Computers that never forget a face — from Future Today Institute
Excerpts:
In August, the U.S. Customs and Border Protection will roll out new technology that will scan the faces of drivers as they enter and leave the United States. For years, accomplishing that kind of surveillance through a car windshield has been difficult. But technology is quickly advancing. This system, activated by ambient light sensors, range finders and remote speedometers, uses smart cameras and AI-powered facial recognition technology to compare images in government files with people behind the wheel.
Biometric borders are just the beginning. Faceprints are quickly becoming our new fingerprints, and this technology is marching forward with haste. Faceprints are now so advanced that machine learning algorithms can recognize your unique musculatures and bone structures, capillary systems, and expressions using thousands of data points. All the features that make up a unique face are being scanned, captured and analyzed to accurately verify identities. New hairstyle? Plastic surgery? They don’t interfere with the technology’s accuracy.

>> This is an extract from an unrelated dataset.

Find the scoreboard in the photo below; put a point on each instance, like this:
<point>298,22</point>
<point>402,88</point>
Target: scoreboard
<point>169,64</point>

Why you should care. Faceprints are already being used across China for secure payments. Soon, they will be used to customize and personalize your digital experiences. Our Future Today Institute modeling shows myriad near-future applications, including the ability to unlock your smart TV with your face. Retailers will use your face to personalize your in-store shopping experience. Auto manufacturers will start using faceprints to detect if drivers are under the influence of drugs or alcohol and prevent them from driving. It’s plausible that cars will soon detect if a driver is distracted and take the wheel using an auto-pilot feature. On a diet but live with others? Stash junk food in a drawer and program the lock to restrict your access. Faceprints will soon create opportunities for a wide range of sectors, including military, law enforcement, retail, manufacturing and security. But as with all technology, faceprints could lead to the loss of privacy and widespread surveillance.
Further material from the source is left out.